Closed requests were open for an average of 1.1 days
The shortest time open was -8 days
The longest time open was 27 days


In [10]:
# QUESTION: How have requests been closed for a negative number of days??

# to start, record index where closed date is before open date
weird_indexes = dict()

for i, timestamp in enumerate(data['Closed Date']):
    if timestamp != '':
        date, time, __ = timestamp.split()
        
        month, close_day, year = date.split('/')
        
        # open date
        open_date = data['Created Date'][i]
        
        month, open_day, year = open_date.split('/')
        
        diff = int(close_day) - int(open_day)
        
        if diff < 0:
            weird_indexes[i] = diff
            
print('{} entries closed before they were opened'.format(len(weird_indexes)))
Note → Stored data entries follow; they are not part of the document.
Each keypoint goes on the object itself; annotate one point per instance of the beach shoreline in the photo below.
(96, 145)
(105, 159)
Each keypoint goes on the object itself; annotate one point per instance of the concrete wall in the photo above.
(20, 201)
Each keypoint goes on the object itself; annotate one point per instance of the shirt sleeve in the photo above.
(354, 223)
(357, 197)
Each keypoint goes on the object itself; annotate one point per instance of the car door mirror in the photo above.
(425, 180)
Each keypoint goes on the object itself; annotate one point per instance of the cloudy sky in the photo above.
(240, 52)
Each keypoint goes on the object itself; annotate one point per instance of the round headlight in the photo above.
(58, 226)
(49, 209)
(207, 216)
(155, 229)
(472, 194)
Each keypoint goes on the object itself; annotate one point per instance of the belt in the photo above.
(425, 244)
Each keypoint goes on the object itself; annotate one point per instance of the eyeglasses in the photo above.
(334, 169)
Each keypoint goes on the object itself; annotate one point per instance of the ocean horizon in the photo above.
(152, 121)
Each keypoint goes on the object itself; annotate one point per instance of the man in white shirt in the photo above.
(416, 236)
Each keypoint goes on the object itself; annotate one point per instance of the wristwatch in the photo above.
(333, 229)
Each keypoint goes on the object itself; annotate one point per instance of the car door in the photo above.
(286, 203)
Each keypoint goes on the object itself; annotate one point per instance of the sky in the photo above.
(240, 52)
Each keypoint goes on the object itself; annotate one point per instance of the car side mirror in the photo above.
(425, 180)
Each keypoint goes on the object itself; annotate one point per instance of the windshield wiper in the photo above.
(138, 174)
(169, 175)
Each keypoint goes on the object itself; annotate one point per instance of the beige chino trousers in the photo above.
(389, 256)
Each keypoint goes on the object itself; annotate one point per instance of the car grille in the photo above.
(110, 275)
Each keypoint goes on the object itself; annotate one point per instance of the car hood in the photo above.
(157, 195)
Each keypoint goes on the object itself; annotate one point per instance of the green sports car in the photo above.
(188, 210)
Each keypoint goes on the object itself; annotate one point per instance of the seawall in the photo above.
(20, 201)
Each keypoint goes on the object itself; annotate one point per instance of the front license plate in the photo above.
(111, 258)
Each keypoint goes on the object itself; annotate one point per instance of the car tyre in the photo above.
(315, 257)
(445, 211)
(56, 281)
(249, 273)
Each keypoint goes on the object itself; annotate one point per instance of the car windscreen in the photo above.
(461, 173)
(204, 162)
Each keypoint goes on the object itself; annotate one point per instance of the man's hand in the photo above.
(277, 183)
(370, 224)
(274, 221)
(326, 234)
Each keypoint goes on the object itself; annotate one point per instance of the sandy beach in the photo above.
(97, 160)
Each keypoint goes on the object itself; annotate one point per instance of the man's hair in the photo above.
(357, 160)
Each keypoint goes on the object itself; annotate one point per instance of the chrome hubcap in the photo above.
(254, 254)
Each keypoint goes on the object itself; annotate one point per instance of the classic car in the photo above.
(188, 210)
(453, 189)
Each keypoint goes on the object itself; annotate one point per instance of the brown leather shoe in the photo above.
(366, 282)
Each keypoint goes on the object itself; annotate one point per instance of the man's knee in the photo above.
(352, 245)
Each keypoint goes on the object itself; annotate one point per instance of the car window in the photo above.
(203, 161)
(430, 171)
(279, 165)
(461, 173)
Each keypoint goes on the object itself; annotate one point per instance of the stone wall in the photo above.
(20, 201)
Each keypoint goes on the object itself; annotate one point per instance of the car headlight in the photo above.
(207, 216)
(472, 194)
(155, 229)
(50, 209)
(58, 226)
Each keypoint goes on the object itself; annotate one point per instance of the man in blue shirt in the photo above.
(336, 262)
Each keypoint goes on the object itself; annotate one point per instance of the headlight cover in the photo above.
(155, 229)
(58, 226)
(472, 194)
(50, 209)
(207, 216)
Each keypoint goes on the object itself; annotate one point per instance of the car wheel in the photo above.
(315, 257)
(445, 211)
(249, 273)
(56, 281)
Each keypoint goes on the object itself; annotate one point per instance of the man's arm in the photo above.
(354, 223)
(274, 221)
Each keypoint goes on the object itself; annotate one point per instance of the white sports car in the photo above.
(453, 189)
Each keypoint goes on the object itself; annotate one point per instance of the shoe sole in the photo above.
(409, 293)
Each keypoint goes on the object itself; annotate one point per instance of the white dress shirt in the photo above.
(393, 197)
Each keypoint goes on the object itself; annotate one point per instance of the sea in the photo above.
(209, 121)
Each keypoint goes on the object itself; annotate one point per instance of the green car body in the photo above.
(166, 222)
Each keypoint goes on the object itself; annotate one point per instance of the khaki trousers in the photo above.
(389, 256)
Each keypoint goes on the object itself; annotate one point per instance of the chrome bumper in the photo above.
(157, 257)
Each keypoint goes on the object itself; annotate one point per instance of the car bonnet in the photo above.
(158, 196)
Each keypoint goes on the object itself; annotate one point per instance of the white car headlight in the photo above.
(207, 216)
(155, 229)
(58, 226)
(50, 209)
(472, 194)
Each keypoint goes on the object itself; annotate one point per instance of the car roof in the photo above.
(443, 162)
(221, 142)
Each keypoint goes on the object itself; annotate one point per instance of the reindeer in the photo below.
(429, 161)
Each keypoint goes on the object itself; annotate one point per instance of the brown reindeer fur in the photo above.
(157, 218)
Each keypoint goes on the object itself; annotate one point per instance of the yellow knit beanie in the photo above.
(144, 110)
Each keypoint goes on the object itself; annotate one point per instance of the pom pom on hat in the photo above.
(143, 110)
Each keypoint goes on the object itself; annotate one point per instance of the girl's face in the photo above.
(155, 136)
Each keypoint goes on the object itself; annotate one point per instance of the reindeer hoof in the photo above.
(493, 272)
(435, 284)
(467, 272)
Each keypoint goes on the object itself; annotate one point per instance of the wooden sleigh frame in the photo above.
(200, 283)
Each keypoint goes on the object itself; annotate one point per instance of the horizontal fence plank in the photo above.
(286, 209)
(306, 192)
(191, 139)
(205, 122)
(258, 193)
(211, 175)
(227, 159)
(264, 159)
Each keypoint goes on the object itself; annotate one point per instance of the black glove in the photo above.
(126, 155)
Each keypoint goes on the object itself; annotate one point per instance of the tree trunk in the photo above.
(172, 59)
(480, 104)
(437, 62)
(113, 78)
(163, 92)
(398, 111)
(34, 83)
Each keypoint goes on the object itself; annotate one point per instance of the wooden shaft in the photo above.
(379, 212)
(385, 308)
417 entries closed before they were opened


In [11]:
# see just the first 5 records
for index in list(weird_indexes.keys())[:5]:
    print('Created:', data['Created Date'][index])
    print('Closed:', data['Closed Date'][index])
    print('Status:', data['Status'][index])
    print()

Created: 01/07/2021 11:29:00 AM
Closed: 01/06/2021 12:45:00 AM
Status: Pending

Created: 01/07/2021 11:30:00 AM
Closed: 01/06/2021 08:00:00 AM
Status: Pending

Created: 01/04/2021 09:23:00 AM
Closed: 01/03/2021 12:40:00 AM
Status: Pending

Created: 01/04/2021 09:34:00 AM
Closed: 01/03/2021 12:30:00 AM
Status: Pending

Created: 01/04/2021 08:50:00 AM
Closed: 01/03/2021 12:20:00 AM
Status: Pending



In [12]:
# look at sample of records with 8 day difference
display = 5

for index, diff in weird_indexes.items():
    if diff == -8 and display >0:
        print('Created:', data['Created Date'][index])
        print('Closed:', data['Closed Date'][index])
        print('Status:', data['Status'][index])
        print()
        display -= 1

Created: 01/09/2021 08:06:00 AM
Closed: 01/01/1900 12:00:00 AM
Status: Open

Created: 01/09/2021 08:54:00 AM
Closed: 01/01/1900 12:00:00 AM
Status: Open

Created: 01/09/2021 09:14:00 AM
Closed: 01/01/1900 12:00:00 AM
Status: Open

Created: 01/09/2021 08:51:00 AM
Closed: 01/01/1900 12:00:00 AM
Status: Open

Created: 01/09/2021 09:11:00 AM
Closed: 01/01/1900 12:00:00 AM
Status: Open



In [14]:
# TAKE 2:   What is the average time (in days) a request remains open for?
#           What is the maximum time? Minumum time?

days_open = list()

for i, status in enumerate(data['Status']):
    if status == 'Closed':
        close_timestamp = data['Closed Date'][i]
        
        if close_timestamp != '':
            close_date, time, __ = close_timestamp.split()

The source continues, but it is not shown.